Thread: Explaining an EXPLAIN.
Alright. I have finally worked out why I was being censored. Majordomo doesn't like subject lines beginning with the word "help". It by default sends your message off to the moderators and doesn't tell you. Now follows my original mail: Hi. I thought by now I would be fairly good at understanding EXPLAIN ANALYSE results, but I can't quite figure this one out. Perhaps someone could help me. EXPLAIN ANALYSE SELECT * FROM GeneGoAnnotation a1, GOAnnotation a2, OntologyTermRelations a3 WHERE a1.GoAnnotation = a2.id AND a2.ontologyTermId = a3.OntologyTerm; QUERY PLAN --------------------------------------------------------------------------------------- Nested Loop (cost=0.00..673587.67 rows=330437962 width=95) (actual time=0.056..1924645.797 rows=344491124 loops=1) -> Merge Join (cost=0.00..28369.58 rows=361427 width=87) (actual time=0.039..4620.912 rows=361427 loops=1) Merge Cond: (a1.goannotation = a2.id) -> Index Scan using genegoannotation__goannotation on genegoannotation a1 (cost=0.00..9710.32 rows=361427 width=8) (actual time=0.015..840.547 rows=361427 loops=1) -> Index Scan using goannotation_pkey on goannotation a2 (cost=0.00..13133.12 rows=403323 width=79) (actual time=0.014..1427.179 rows=403323 loops=1) -> Index Scan using ontologytermrelations__ontologyterm on ontologytermrelations a3 (cost=0.00..1.20 rows=47 width=8) (actual time=0.022..1.908 rows=953 loops=361427) Index Cond: (a3.ontologyterm = a2.ontologytermid) Total runtime: 2524647.064 ms (8 rows) If I look at the actual results of the outer-most join, the nested loop, then I can take the number rows=344491124 and divide it by loops=361427 to get rows=953. Clearly this means that on average each index scan on a3 returned 953 rows. However, if I apply the same logic to the estimated results, it all falls apart. The total estimated number of rows is remarkably accurate, as is the estimated number of loops (results from the merge join).
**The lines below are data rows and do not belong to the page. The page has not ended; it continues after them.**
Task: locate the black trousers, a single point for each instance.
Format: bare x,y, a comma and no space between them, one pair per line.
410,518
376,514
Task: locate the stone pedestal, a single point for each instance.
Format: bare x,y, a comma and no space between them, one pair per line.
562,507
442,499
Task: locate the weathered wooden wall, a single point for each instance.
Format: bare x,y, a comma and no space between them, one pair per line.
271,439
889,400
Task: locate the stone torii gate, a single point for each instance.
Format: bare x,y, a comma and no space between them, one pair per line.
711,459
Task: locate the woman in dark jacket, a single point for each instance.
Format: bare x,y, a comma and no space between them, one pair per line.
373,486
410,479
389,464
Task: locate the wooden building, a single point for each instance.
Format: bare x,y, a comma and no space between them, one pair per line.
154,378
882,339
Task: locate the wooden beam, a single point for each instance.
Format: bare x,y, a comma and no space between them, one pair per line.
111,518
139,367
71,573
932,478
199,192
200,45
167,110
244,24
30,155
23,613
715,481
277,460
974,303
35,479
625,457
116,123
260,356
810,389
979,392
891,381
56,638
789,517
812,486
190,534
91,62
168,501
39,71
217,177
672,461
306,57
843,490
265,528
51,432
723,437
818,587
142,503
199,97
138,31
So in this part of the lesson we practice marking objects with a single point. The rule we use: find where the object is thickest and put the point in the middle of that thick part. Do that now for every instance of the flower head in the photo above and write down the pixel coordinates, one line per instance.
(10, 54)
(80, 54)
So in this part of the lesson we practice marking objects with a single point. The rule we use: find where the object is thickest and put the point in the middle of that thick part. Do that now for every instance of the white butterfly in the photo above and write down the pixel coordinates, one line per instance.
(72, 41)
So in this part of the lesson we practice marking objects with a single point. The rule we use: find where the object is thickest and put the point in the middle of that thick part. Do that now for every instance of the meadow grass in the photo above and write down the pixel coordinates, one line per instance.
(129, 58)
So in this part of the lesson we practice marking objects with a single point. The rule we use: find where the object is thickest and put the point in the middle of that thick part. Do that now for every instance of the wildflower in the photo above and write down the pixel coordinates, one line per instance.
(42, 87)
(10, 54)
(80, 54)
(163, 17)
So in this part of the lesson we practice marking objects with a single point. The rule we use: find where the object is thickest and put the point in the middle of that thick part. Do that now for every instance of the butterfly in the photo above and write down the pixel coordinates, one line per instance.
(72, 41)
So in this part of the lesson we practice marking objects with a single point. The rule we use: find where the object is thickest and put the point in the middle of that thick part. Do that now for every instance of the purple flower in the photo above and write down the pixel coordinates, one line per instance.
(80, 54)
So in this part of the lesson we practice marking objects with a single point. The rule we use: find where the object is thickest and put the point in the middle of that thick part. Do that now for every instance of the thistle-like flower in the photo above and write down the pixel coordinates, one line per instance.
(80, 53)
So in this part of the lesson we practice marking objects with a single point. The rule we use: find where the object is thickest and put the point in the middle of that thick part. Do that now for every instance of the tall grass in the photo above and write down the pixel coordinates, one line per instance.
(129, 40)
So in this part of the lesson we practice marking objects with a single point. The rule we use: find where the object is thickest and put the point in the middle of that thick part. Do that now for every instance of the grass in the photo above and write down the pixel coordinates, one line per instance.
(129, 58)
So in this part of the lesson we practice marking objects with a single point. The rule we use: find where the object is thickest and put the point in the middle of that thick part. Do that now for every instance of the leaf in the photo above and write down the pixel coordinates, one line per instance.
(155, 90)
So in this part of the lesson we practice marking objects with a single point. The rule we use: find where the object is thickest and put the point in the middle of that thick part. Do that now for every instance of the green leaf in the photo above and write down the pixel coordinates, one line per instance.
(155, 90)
However the average number of rows expected to be returned from the index scan is only 47. I don't know how the planner is getting its accurate final estimate of rows=330437962, because it is not from multiplying rows=361427 by rows=47. That would only give 16987069 rows. Any ideas/explanations? Matthew -- To be or not to be -- Shakespeare To do is to be -- Nietzsche To be is to do -- Sartre Do be do be do -- Sinatra
Matthew Wakeling <matthew@flymine.org> writes: > If I look at the actual results of the outer-most join, the nested loop, > then I can take the number rows=344491124 and divide it by loops=361427 to > get rows=953. Clearly this means that on average each index scan on a3 > returned 953 rows. Right. > However, if I apply the same logic to the estimated results, it all falls > apart. The total estimated number of rows is remarkably accurate, as is > the estimated number of loops (results from the merge join). However the > average number of rows expected to be returned from the index scan is only > 47. I don't know how the planner is getting its accurate final estimate of > rows=330437962, because it is not from multiplying rows=361427 by rows=47. No, it isn't. The rowcount estimate for an inner indexscan is derived based on the index conditions that are assigned to the scan. It's not used for anything except estimating the cost of that indexscan; in particular, the size of the join relation was estimated long before we even started to think about nestloop-with-inner-indexscan plans. I don't have time to look right now, but I seem to recall there are some constraints that mean it's often not a very good estimate. regards, tom lane
On Wed, 10 Jun 2009, Tom Lane wrote: > ...the size of the join relation was estimated long before we even > started to think about nestloop-with-inner-indexscan plans. That makes a lot of sense. Matthew -- Richards' Laws of Data Security: 1. Don't buy a computer. 2. If you must buy a computer, don't turn it on.